ORR — armed with a budget of billions of taxpayer dollars and working with activists and nonprofit organizations’ which receive hundreds of millions of dollars in grant monies, hold millions in assets, and pay cadres of executives salaries in the hundreds of thousands of dollars — is handling thousands of foreign children in a dangerous manner.

The jurors also offer a retort to those who contend that such horrific abuses of UACs as rapes, forced prostitution, debt bondage, and sweatshop labor occur only in extremely isolated instances:

We understand that one of the typical defenses of this process is that only a small number of children fall prey to any of these misfortunes. To that we say two things: (1) this is a false trope, presented either by those who are utterly ignorant of reality or those who would see the current conditions continue- the number and percentage of UAC experiencing problematic scenarios is not small by any stretch; and (2) even one such easily preventable case is unacceptable. [First emphasis added.]

One Caveat, but ... I will offer one caveat: Grand jurors only hear one side of the story, the one offered by the prosecutor.

That said, however, the jurors seem to be properly placing the mounds of evidence they have received (“more than five months questioning, learning, listening, reviewing, reading, and discussing dozens of witnesses, streams of video, gigabytes of data, and reams of paper”) into a reasonable context in their findings.

The only reason why the HSA and TVPRA — which expose children to unconscionable dangers and humiliations — have gone unamended for so long is that: (1) the UAC issue is complicated; and (2) easily demagogued (as Donald Trump learned to his disadvantage at the last presidential debate, and numerous times prior).

The press has done little to inform the public discourse on the issue, either.
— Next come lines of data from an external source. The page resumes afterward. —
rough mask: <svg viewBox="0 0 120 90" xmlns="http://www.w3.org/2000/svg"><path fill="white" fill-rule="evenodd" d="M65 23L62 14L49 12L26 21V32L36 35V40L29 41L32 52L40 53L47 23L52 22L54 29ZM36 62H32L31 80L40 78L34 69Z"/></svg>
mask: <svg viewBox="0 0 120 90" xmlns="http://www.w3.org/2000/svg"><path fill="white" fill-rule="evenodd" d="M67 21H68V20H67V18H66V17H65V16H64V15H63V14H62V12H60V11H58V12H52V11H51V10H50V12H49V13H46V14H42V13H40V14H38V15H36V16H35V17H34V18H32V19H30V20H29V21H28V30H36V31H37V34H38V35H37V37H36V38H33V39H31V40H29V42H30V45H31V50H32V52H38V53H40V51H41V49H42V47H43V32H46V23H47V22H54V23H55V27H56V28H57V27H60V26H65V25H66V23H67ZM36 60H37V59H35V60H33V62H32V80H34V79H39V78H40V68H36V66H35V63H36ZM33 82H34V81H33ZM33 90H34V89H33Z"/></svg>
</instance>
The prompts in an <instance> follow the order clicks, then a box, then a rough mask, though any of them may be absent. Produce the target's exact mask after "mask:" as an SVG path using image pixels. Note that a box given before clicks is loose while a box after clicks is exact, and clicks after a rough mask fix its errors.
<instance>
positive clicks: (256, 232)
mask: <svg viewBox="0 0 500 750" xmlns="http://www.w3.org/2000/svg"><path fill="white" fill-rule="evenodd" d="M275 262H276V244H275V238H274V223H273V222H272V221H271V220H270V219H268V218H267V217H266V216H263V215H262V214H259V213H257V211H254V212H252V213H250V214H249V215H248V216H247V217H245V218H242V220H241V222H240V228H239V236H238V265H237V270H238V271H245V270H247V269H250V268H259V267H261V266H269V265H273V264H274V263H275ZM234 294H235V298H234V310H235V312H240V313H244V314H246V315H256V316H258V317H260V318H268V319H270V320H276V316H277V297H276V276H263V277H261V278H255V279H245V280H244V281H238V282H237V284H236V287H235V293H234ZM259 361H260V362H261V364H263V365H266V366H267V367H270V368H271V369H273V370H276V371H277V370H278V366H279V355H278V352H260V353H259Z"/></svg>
No one — no one — wants to be seen as heartless and uncaring when it comes to the most vulnerable innocents, and so (perversely and consequently), those innocents are deliberately exposed to mounting instances of cruelty.

The grand jury quotes Teddy Roosevelt — Rough Rider, president, reformer, and recipient of both the Nobel Peace Prize and Medal of Honor — who stated: “The most unpleasant truth is a safer companion than a pleasant falsehood”.

Americans have been living with the “pleasant falsehood” that alien children are safe and well-cared-for under our laws. The Florida grand jury goes a long way to debunking that claim by puncturing various harmful tropes to reveal many important but “unpleasant” truths. While their work is just beginning, Congress needs to read this presentment, and act.